My last post touched on how I was raised with an all too common female myth of competition.  Now I am going to delve just a little bit deeper into the subject, and the conflicts that I had to overcome and still do when interacting with women today.  As a society we are raised to keep work, home, and our family all in proper and perfect order all by ourselves.  We are taught that women are the competition and we can only make a name for ourselves by outdoing the lady down the street.  As I mentioned there can only be one best friend, and all other women are out to get you.  It is a sad but all too true myth that has kept many women from creating community and support systems that would be beneficial to all.  This is not a post though to place blame, just more to express where I came from and to accept and grow from those all too common norms.
When I was a young teenager I watched the adult women in my life and how they interacted for guidance.  It seemed that they believed in wine, makeup and gossip.  And as is all too common, children grow up either emulating their elders or trying to aim for the complete opposite behavior.  I chose the latter in concept.  However I did not have any skill set in mind, to replace the gossipy interactions.  So I developed friendships with men, rather than learn to forge close bonds with woman.  And those I did create bonds with were not what I now would recognize as healthy. 
The truth is, I have made a lot of mistakes when it comes to female interaction.  I have pushed away loved ones to prevent myself from getting hurt.  I have closed myself off emotionally to ensure that my nearest and dearest couldn’t know my inner thoughts, rationalizing that if they didn’t know my secrets then they couldn’t stab me in the back later or tell all their friends.  I isolated myself in an effort to protect myself, my pride and simply shut myself off.  I was raised to believe that this was the only way to interact with woman.  That they were my enemy, out to get me, and could not be trusted in any capacity. 
After my last post, I realized that I was not alone in this misguided thinking.  I am recognizing that woman should be champions of support for each other.  We should cherish each others differences and support the ladies in our lives.  We should be free to be intimate with our emotions, desires, and dreams.
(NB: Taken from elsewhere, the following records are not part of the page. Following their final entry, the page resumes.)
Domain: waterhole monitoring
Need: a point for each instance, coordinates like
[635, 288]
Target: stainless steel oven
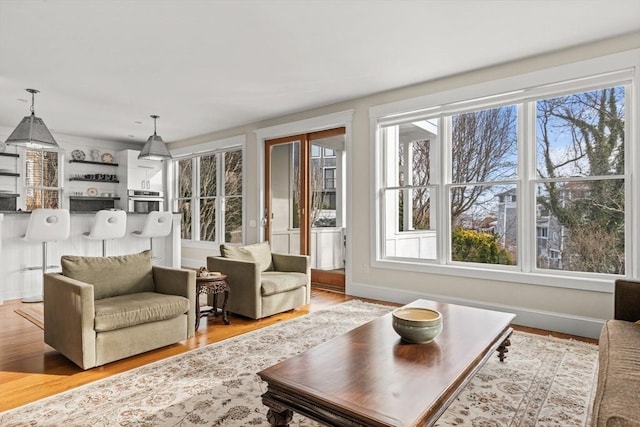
[143, 201]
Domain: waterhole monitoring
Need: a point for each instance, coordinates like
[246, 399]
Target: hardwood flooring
[31, 370]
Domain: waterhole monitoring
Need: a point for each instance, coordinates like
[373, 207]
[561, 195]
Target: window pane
[410, 144]
[184, 207]
[42, 168]
[581, 134]
[185, 178]
[208, 168]
[408, 230]
[487, 230]
[233, 220]
[584, 222]
[484, 145]
[233, 173]
[208, 220]
[330, 178]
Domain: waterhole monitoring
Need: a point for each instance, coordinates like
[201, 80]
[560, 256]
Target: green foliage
[473, 246]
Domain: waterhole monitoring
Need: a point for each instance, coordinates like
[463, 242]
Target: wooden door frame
[305, 140]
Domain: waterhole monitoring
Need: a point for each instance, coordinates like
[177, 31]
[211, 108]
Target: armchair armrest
[175, 281]
[244, 281]
[627, 300]
[295, 263]
[69, 318]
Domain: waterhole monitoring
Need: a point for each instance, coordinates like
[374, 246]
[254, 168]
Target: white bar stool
[108, 225]
[46, 225]
[157, 224]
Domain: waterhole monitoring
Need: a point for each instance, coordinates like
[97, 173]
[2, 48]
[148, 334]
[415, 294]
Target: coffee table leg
[279, 419]
[503, 348]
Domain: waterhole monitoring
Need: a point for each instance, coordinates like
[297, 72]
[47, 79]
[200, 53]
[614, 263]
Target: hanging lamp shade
[154, 148]
[31, 132]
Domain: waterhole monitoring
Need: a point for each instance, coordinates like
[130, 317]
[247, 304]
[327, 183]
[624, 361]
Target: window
[487, 181]
[42, 179]
[329, 178]
[328, 152]
[209, 197]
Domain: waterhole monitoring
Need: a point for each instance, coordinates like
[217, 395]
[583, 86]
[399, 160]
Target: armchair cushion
[257, 252]
[135, 309]
[275, 282]
[111, 276]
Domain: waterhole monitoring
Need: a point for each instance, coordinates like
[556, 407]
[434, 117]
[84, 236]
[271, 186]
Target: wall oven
[142, 201]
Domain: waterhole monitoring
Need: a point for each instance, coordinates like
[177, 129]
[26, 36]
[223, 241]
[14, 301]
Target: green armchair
[103, 309]
[262, 283]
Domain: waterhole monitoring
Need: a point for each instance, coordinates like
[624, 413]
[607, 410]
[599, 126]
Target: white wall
[567, 310]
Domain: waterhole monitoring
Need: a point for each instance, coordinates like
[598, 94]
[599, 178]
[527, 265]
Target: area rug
[34, 313]
[544, 381]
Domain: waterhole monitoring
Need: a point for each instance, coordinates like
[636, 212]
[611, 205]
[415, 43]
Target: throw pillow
[257, 252]
[111, 276]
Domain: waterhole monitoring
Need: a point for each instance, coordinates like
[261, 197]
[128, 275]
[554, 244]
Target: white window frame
[23, 188]
[610, 70]
[219, 147]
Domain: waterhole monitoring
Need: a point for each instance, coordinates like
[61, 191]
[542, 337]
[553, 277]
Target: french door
[304, 200]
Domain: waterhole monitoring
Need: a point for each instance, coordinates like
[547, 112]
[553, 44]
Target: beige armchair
[102, 309]
[262, 283]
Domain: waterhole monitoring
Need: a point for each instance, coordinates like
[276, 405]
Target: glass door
[304, 201]
[286, 205]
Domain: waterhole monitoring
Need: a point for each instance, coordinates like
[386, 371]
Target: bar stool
[107, 225]
[44, 226]
[157, 224]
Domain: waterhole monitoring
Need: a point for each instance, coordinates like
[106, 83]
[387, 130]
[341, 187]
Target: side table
[212, 285]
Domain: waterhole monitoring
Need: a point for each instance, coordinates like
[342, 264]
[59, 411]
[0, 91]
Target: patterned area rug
[544, 381]
[34, 313]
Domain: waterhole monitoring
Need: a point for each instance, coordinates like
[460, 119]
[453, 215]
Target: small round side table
[212, 285]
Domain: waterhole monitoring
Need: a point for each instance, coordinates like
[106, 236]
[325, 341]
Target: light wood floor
[31, 370]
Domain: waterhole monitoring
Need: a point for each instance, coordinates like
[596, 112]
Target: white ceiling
[104, 66]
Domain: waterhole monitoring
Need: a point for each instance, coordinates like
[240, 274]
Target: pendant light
[31, 132]
[154, 149]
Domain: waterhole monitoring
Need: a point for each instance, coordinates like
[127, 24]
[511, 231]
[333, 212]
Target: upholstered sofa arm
[295, 263]
[174, 281]
[244, 281]
[68, 318]
[627, 300]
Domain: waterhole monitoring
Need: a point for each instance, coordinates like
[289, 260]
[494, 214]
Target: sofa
[616, 400]
[262, 283]
[102, 309]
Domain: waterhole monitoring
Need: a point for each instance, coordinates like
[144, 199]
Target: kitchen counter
[17, 254]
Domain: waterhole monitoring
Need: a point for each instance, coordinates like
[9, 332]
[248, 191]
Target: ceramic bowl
[417, 325]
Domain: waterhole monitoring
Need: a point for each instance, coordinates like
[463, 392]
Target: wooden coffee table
[369, 377]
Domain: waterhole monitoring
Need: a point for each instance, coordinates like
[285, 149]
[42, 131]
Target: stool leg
[38, 298]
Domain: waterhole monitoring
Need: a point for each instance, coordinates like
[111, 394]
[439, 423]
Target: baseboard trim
[192, 263]
[552, 321]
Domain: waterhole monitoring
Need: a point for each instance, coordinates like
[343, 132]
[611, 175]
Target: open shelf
[93, 180]
[89, 162]
[93, 198]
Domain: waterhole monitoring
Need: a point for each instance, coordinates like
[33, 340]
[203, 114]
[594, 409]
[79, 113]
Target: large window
[531, 181]
[42, 179]
[209, 197]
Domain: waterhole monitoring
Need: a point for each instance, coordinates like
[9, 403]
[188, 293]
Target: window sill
[199, 244]
[568, 280]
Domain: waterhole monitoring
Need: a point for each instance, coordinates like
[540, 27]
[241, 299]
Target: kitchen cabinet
[139, 174]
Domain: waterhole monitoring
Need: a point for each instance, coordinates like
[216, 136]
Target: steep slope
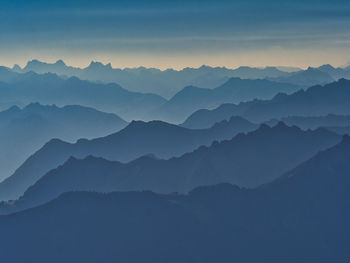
[304, 215]
[137, 139]
[235, 90]
[315, 101]
[246, 160]
[24, 131]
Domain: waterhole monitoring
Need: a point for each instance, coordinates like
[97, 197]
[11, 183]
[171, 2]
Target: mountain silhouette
[235, 90]
[315, 101]
[137, 139]
[247, 160]
[151, 80]
[24, 131]
[51, 89]
[307, 78]
[326, 121]
[303, 215]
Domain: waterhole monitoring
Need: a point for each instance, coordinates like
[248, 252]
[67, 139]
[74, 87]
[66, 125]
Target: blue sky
[176, 33]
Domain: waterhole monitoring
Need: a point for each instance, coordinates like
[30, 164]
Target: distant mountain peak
[60, 62]
[99, 65]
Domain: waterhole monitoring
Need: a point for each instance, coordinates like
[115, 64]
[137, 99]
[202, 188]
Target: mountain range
[247, 160]
[24, 131]
[235, 90]
[318, 100]
[162, 140]
[151, 80]
[326, 121]
[304, 215]
[167, 83]
[48, 88]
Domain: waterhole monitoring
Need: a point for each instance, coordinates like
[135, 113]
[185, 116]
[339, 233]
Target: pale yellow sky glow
[274, 56]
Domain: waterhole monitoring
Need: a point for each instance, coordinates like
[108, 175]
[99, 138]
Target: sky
[176, 34]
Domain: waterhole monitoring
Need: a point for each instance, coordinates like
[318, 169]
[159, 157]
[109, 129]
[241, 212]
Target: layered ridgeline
[338, 123]
[303, 215]
[247, 160]
[315, 101]
[168, 82]
[313, 76]
[235, 90]
[138, 139]
[23, 89]
[24, 131]
[165, 83]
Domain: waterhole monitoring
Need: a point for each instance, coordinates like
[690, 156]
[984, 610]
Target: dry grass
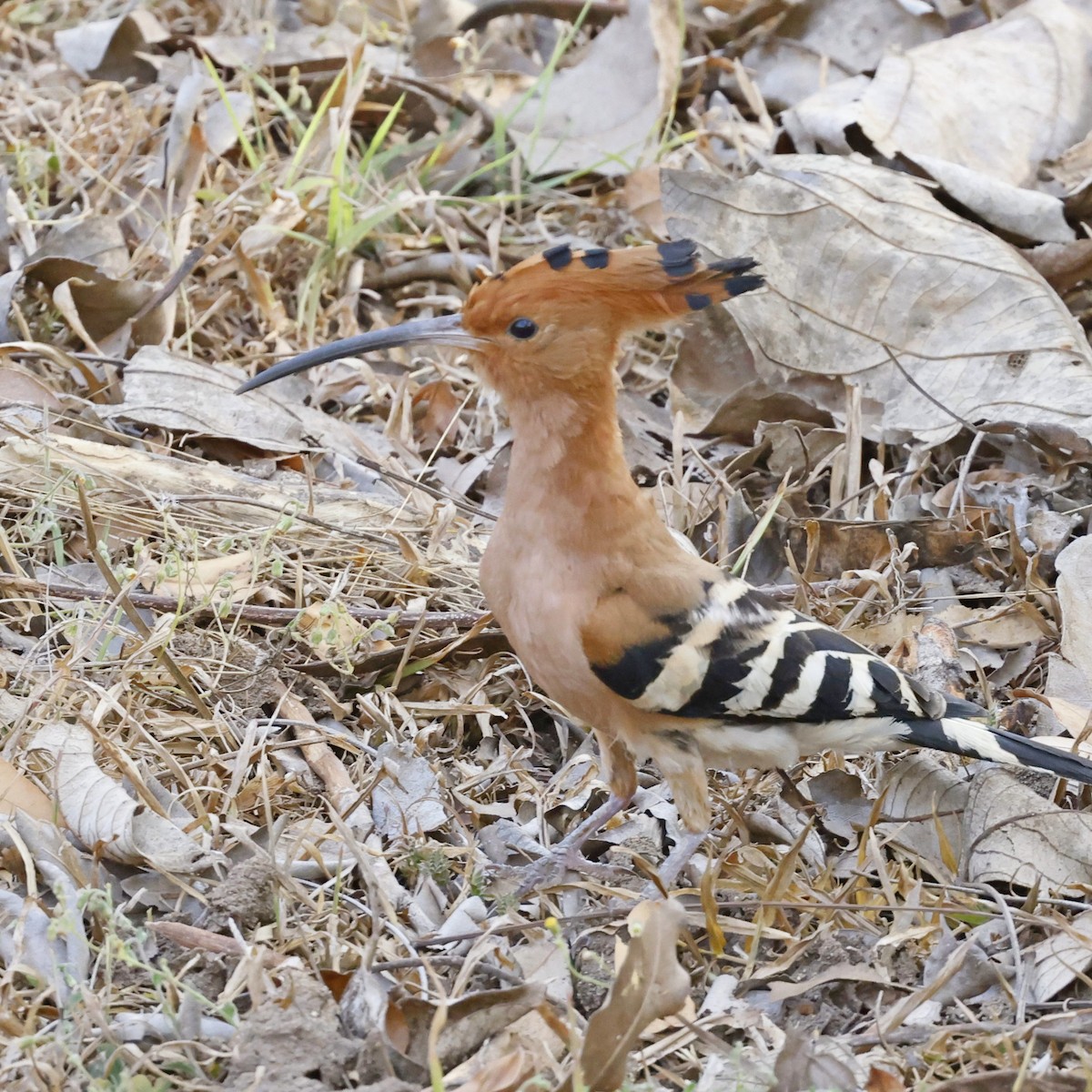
[274, 742]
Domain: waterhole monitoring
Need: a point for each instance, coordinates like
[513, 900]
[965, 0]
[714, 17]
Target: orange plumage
[659, 651]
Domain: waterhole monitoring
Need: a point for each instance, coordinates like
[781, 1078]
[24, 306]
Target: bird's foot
[551, 869]
[677, 860]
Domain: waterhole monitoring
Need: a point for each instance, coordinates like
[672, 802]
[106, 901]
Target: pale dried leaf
[1025, 213]
[86, 266]
[1014, 835]
[164, 390]
[469, 1021]
[17, 388]
[103, 816]
[998, 99]
[929, 800]
[807, 1063]
[224, 579]
[407, 800]
[1060, 959]
[1075, 598]
[975, 326]
[109, 49]
[314, 46]
[32, 939]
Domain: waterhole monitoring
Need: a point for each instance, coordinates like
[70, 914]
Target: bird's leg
[677, 860]
[621, 773]
[566, 856]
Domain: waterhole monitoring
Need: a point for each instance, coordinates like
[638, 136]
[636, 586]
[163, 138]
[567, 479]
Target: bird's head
[554, 321]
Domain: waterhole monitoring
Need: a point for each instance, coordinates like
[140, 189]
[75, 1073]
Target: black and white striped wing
[738, 655]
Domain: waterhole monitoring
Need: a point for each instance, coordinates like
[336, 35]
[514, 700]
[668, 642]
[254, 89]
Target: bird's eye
[523, 329]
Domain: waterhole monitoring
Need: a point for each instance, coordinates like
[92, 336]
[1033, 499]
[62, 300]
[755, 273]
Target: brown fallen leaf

And yet, like many out there, I did not have a template to achieve this growing up.  Instead I had catty women, who never truly trusted one another and were constantly vying to be so and so’s best friend, as there could be only one.
I cannot make the pain I caused the beautiful woman of my past go away (both inside and out), but I can try.  And further, I can help educate other woman that we can work together in business, friendship and relationships without contempt or jealousy.  I may not yet have mastered the art of the female compliment, but I remember the ladies who have complimented me in the past, and I cherish those moments.  They stand out for me, and they have made a very positive impact, tearing down the myth that I was raised to believe.  The ladies in my life are not out to get me, they are here to love and support me.  We do not get together and gossip.  Instead with have conversations about our goals, dreams and provide support during the rough patches in our lives.  
I did not see this type of interaction growing up, but it is my earnest hope that the generation to come does.  That they grow up seeing the benefits of a female positive bonded society, and they forge healthy relationships with their peers and allies as children, instead of feeling the emptiness that I did, and frankly didn’t recognize until my 30’s.  And a personal thank you to all the women who have stood by and supported me as I broke away from this myth and opened myself up to your love and support.  I love you all!